In recent years, some newspapers, in an effort to save money, have stopped publishing editions seven days a week.
The Frederick News-Post in Maryland is going in the other direction.
In April 2009, the 34,000-circulation News-Post, a family-owned daily, cut its Monday edition as a money-saving measure. This coming Monday, by popular demand, the paper will be back in the Monday game. But with a twist.
Instead of the traditional broadsheet format it uses on other days of the week, the Monday edition of the News-Post will be a tabloid. "It's the format that readers find convenient, quick to read, and we thought it would underscore that we're trying to do something different with Monday," says News-Post Publisher Geordie Wilson. "Convenience and usefulness will make it distinctive, and that will be a big change."
The content will be different as well. The Monday edition will emphasize enterprise stories and sports coverage.
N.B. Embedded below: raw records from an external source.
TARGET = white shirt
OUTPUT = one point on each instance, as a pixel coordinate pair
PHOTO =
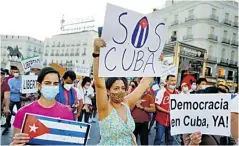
(79, 93)
(87, 92)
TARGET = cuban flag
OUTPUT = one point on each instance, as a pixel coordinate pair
(44, 130)
(140, 33)
(155, 86)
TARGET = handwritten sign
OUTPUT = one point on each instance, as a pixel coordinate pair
(59, 68)
(207, 113)
(29, 84)
(134, 42)
(27, 63)
(82, 69)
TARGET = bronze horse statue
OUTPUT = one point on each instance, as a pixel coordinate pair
(14, 52)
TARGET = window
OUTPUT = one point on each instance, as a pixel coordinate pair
(190, 12)
(223, 53)
(214, 11)
(227, 16)
(189, 30)
(225, 34)
(176, 17)
(232, 55)
(236, 19)
(212, 29)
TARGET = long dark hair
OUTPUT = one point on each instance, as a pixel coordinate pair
(110, 81)
(43, 73)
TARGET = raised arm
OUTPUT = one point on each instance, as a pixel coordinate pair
(133, 97)
(101, 93)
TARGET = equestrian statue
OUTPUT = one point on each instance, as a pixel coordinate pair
(14, 52)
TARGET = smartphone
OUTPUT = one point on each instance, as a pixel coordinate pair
(100, 31)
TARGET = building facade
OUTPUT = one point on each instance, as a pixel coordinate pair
(28, 47)
(70, 48)
(212, 25)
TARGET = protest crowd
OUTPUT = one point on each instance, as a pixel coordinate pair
(127, 108)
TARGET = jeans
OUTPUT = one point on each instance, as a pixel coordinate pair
(160, 131)
(86, 116)
(141, 129)
(11, 106)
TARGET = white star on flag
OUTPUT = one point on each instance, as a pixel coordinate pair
(33, 128)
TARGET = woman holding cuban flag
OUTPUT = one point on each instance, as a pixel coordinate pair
(48, 87)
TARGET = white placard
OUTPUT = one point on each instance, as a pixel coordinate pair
(134, 43)
(27, 63)
(29, 84)
(82, 69)
(207, 113)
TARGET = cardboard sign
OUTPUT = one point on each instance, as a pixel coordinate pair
(59, 68)
(82, 69)
(134, 42)
(44, 130)
(207, 113)
(27, 63)
(29, 84)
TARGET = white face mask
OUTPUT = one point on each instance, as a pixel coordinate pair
(185, 89)
(68, 86)
(16, 74)
(32, 73)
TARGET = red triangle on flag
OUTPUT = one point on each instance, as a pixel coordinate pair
(34, 127)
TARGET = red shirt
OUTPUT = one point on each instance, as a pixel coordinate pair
(4, 88)
(162, 99)
(141, 116)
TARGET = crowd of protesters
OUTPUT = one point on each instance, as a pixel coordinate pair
(127, 108)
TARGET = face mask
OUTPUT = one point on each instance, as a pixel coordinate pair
(32, 73)
(203, 87)
(185, 89)
(194, 87)
(87, 87)
(50, 92)
(16, 74)
(68, 86)
(117, 97)
(172, 87)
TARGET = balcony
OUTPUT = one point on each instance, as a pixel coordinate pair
(225, 61)
(231, 62)
(212, 37)
(77, 54)
(175, 22)
(212, 59)
(234, 43)
(188, 37)
(227, 22)
(213, 17)
(235, 24)
(189, 18)
(83, 54)
(225, 40)
(230, 78)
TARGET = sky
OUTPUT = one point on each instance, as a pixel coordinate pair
(41, 18)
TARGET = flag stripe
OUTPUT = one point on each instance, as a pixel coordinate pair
(48, 142)
(140, 37)
(61, 138)
(61, 121)
(55, 125)
(67, 133)
(135, 33)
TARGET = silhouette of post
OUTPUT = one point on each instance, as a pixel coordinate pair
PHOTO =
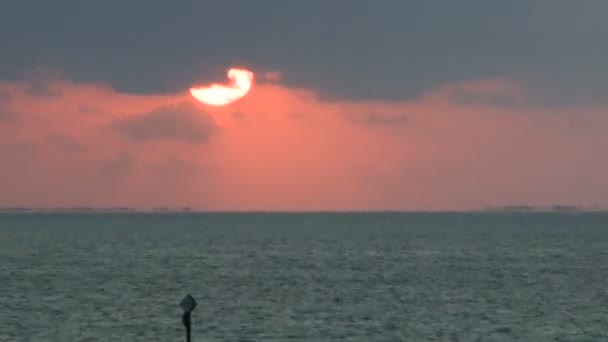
(188, 304)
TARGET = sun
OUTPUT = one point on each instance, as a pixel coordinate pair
(241, 81)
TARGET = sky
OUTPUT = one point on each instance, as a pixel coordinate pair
(356, 105)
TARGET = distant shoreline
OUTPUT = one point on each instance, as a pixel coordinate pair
(188, 210)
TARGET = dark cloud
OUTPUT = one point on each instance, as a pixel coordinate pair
(177, 122)
(360, 50)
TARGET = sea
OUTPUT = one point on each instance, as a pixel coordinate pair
(485, 276)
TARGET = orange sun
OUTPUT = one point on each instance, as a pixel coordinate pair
(241, 81)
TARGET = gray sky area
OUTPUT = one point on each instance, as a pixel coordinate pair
(357, 49)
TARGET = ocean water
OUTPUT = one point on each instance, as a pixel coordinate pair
(305, 277)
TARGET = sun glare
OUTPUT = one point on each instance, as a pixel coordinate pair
(215, 94)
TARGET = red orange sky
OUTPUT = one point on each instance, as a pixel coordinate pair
(285, 148)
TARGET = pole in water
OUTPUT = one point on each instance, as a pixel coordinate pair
(188, 304)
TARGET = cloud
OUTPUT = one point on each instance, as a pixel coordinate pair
(67, 143)
(183, 122)
(377, 119)
(556, 48)
(7, 112)
(286, 148)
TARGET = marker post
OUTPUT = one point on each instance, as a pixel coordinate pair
(188, 304)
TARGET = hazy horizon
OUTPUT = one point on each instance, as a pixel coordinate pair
(401, 106)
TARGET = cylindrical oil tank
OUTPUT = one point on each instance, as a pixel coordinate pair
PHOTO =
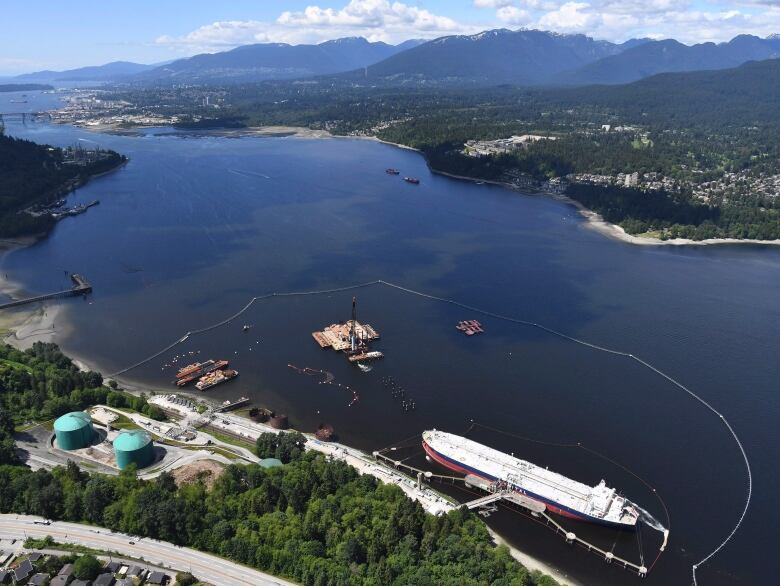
(133, 447)
(74, 431)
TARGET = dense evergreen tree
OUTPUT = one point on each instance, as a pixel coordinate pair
(32, 174)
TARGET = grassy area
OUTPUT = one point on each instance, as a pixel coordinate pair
(213, 449)
(229, 439)
(124, 422)
(15, 365)
(49, 543)
(28, 425)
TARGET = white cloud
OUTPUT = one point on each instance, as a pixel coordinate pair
(571, 17)
(513, 15)
(393, 21)
(492, 3)
(377, 20)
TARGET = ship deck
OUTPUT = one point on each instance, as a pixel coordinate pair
(593, 501)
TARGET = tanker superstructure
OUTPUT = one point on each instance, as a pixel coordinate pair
(563, 496)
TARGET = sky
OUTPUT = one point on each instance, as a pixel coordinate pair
(40, 34)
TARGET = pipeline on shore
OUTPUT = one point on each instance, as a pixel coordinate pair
(593, 346)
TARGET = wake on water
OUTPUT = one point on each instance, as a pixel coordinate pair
(649, 520)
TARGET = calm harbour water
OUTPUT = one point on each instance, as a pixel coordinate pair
(193, 227)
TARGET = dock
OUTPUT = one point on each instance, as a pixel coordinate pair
(535, 508)
(80, 287)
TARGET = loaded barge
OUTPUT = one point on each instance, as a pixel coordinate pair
(194, 371)
(594, 504)
(352, 338)
(212, 379)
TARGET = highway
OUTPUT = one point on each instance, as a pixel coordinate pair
(203, 566)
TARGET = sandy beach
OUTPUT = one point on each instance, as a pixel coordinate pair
(594, 221)
(532, 563)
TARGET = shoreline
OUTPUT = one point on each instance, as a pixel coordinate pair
(593, 220)
(532, 563)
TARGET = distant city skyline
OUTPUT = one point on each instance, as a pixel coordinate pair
(46, 35)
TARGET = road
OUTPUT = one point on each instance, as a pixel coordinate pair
(204, 566)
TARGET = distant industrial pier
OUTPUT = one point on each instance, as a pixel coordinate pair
(80, 287)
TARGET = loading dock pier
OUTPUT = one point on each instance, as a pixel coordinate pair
(80, 287)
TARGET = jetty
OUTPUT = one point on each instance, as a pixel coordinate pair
(80, 287)
(497, 493)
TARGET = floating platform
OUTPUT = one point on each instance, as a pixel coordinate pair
(373, 355)
(470, 327)
(336, 336)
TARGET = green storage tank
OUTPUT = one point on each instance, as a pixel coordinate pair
(133, 447)
(74, 431)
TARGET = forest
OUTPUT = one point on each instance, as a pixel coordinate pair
(34, 174)
(313, 520)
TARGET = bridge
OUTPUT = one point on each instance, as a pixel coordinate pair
(22, 116)
(80, 287)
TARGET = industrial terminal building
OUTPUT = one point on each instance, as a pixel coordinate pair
(133, 447)
(74, 431)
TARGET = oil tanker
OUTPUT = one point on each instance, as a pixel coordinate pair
(563, 496)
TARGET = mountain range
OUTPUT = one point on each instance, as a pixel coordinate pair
(501, 56)
(531, 57)
(671, 56)
(265, 61)
(108, 72)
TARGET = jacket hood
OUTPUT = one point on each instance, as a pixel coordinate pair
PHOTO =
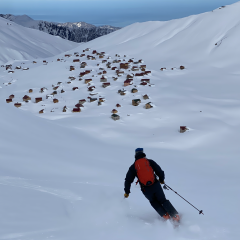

There will also be more data points like home sales and local economy figures, and a calendar highlighting events in the week ahead.
Back in 2009, when it was seeking to reduce costs, the paper decided to drop Monday because it was a weak day for both advertising sales and content, says News-Post President Myron W. Randall Jr.
Over the next three years, the paper included some of the material previously published that day in its Sunday and Tuesday editions. It published Monday Advance, an insert in the Sunday edition that included comics, editorials and other features.
But Monday Advance did not satiate readers who would tiptoe to their porches on Monday morning, only to come back empty-handed with no print companion for their coffee.
"Our subscribers were very vocal about letting us know they wanted [Monday] back," Randall says. "They'd tell me, 'Gosh, we sure miss Monday,' or 'I walk up to the paper box and forget it's Monday.' A lot of comments like that."
A variety of initiatives helped make the return to Monday possible. The paper reduced staff, developed online revenue, explored new advertising frontiers and moved to a new building with a more modern, high-speed printing press.
Randall attributes many of these changes to Wilson, who became the paper's publisher in July. Randall had served as both publisher and president after his brother, George E. Randall, died in 2004.
He brought in Wilson, who has a family newspaper background, thinking he would do a better job than Randall himself. "He brought a new passion into the company," Randall says.
Reducing publication schedules has emerged as a money-saving strategy as newspapers struggle to cope with the migration of readers and ads to the Internet as well as the nation's economic downturn. (See Caitlin Johnston's AJR article on the phenomenon.)
The Philadelphia Daily News recently dropped its Saturday edition, and four Michigan dailies announced late last year that they would reduce home delivery to three days a week.
Randy Bennett, senior vice president of business development at the Newspaper Association of America, told Johnston that a number of papers nationwide, mostly in smaller markets, have dropped their Monday editions in the past year or so.
"I don't see this as a sort of general trend over the next 18 months for a whole slew of newspapers, but I think it's a strategy that many newspapers are looking at going forward as digital penetration grows," Bennett said.
But in Frederick, Monday is coming back, much to the relief of local newspaper readers.